Evidence-appraisal glossary
Subgroup analysis
Subgroup analysis splits a study's participants into groups (by age, sex, disease severity, and so on) and estimates the treatment effect within each. It asks whether the intervention works differently for different kinds of people, rather than reporting a single average effect for everyone in the trial.
Also called: subgroup effect, effect modification analysis, subset analysis.
What it is
A trial reports one overall (average) treatment effect. A subgroup analysis re-examines that effect inside slices of the population, for example men versus women, or mild versus severe disease, to see whether benefit or harm varies.
How to read it
Subgroups are notoriously unreliable and generate false leads. When you see a subgroup claim, check:
- Pre-specified or post-hoc? Groups named in the protocol before unblinding are more credible than ones found by dredging the data afterward.
- Multiplicity. Testing many subgroups makes at least one "significant" finding likely by chance alone. Ten independent tests give a false-positive risk over 40%.
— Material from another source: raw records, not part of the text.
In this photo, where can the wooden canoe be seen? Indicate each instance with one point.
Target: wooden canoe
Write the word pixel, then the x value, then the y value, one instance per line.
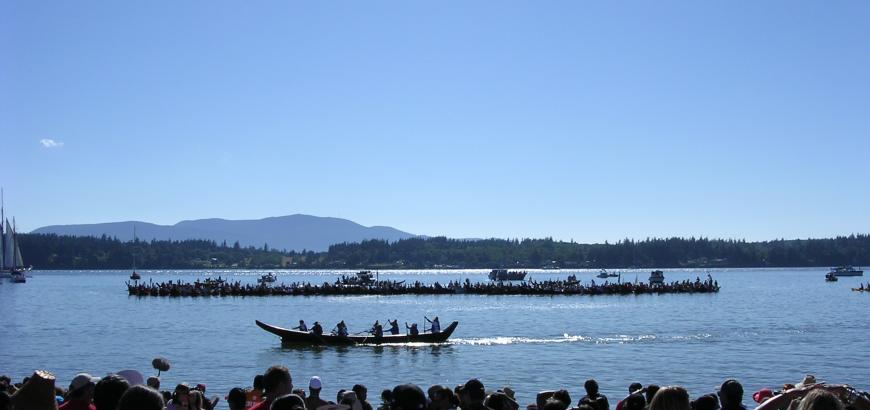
pixel 290 336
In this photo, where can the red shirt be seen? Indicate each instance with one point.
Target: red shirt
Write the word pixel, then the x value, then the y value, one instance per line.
pixel 77 405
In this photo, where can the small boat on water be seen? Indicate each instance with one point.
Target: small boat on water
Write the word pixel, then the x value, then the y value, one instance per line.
pixel 268 278
pixel 656 277
pixel 846 270
pixel 296 337
pixel 504 274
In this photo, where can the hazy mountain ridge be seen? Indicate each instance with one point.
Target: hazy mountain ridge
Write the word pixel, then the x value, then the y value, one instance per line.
pixel 291 232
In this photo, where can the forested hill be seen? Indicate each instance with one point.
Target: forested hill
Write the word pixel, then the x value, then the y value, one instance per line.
pixel 67 252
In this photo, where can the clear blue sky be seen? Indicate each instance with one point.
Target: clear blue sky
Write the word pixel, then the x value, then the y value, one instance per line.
pixel 570 119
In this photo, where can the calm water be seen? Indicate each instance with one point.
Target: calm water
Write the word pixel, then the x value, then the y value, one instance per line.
pixel 765 327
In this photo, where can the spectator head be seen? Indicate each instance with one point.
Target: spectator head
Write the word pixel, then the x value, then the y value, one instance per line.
pixel 554 404
pixel 634 401
pixel 361 391
pixel 671 398
pixel 501 401
pixel 706 402
pixel 236 399
pixel 591 387
pixel 5 400
pixel 408 397
pixel 314 385
pixel 153 382
pixel 731 393
pixel 82 387
pixel 288 402
pixel 108 392
pixel 563 396
pixel 762 395
pixel 472 392
pixel 651 391
pixel 140 398
pixel 820 399
pixel 350 399
pixel 181 395
pixel 277 381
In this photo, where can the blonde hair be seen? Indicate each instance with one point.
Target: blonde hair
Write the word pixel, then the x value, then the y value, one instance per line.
pixel 670 398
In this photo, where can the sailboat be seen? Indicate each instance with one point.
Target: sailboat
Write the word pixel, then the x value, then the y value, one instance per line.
pixel 11 263
pixel 135 275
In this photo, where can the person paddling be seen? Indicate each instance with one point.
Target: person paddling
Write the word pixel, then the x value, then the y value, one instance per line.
pixel 394 326
pixel 377 329
pixel 342 329
pixel 435 325
pixel 302 326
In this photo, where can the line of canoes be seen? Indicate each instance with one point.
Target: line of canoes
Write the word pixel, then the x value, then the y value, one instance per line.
pixel 387 288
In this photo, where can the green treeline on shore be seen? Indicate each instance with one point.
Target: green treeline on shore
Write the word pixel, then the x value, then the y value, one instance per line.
pixel 67 252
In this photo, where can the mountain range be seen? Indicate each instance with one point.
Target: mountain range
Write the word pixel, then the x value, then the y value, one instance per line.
pixel 292 232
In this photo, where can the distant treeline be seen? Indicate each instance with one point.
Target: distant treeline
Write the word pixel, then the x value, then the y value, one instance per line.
pixel 66 252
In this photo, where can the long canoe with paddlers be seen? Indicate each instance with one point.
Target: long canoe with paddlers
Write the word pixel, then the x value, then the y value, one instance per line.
pixel 290 336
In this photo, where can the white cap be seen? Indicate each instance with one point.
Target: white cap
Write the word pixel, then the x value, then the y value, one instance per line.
pixel 314 383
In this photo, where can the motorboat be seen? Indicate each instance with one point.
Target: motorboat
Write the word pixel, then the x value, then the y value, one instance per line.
pixel 846 270
pixel 504 274
pixel 656 277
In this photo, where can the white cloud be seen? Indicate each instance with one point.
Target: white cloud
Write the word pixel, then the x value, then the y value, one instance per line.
pixel 50 143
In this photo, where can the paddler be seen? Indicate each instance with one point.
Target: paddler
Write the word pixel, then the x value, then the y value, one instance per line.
pixel 342 329
pixel 394 326
pixel 377 329
pixel 435 325
pixel 302 326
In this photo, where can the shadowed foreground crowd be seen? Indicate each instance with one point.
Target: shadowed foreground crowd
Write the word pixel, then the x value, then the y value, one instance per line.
pixel 274 390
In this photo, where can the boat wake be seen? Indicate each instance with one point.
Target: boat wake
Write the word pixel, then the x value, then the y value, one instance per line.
pixel 566 338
- Interaction test, not eyeballing. A within-subgroup p-value only shows the effect held up in a smaller sample. The right question is a test for interaction: does the effect genuinely differ between subgroups?
- Biological plausibility and replication in other trials.
Treat subgroup findings as hypothesis-generating, not confirmatory, unless the trial was designed to test them.
This is a plain-language methodology definition for reading research. It is general education, not medical advice.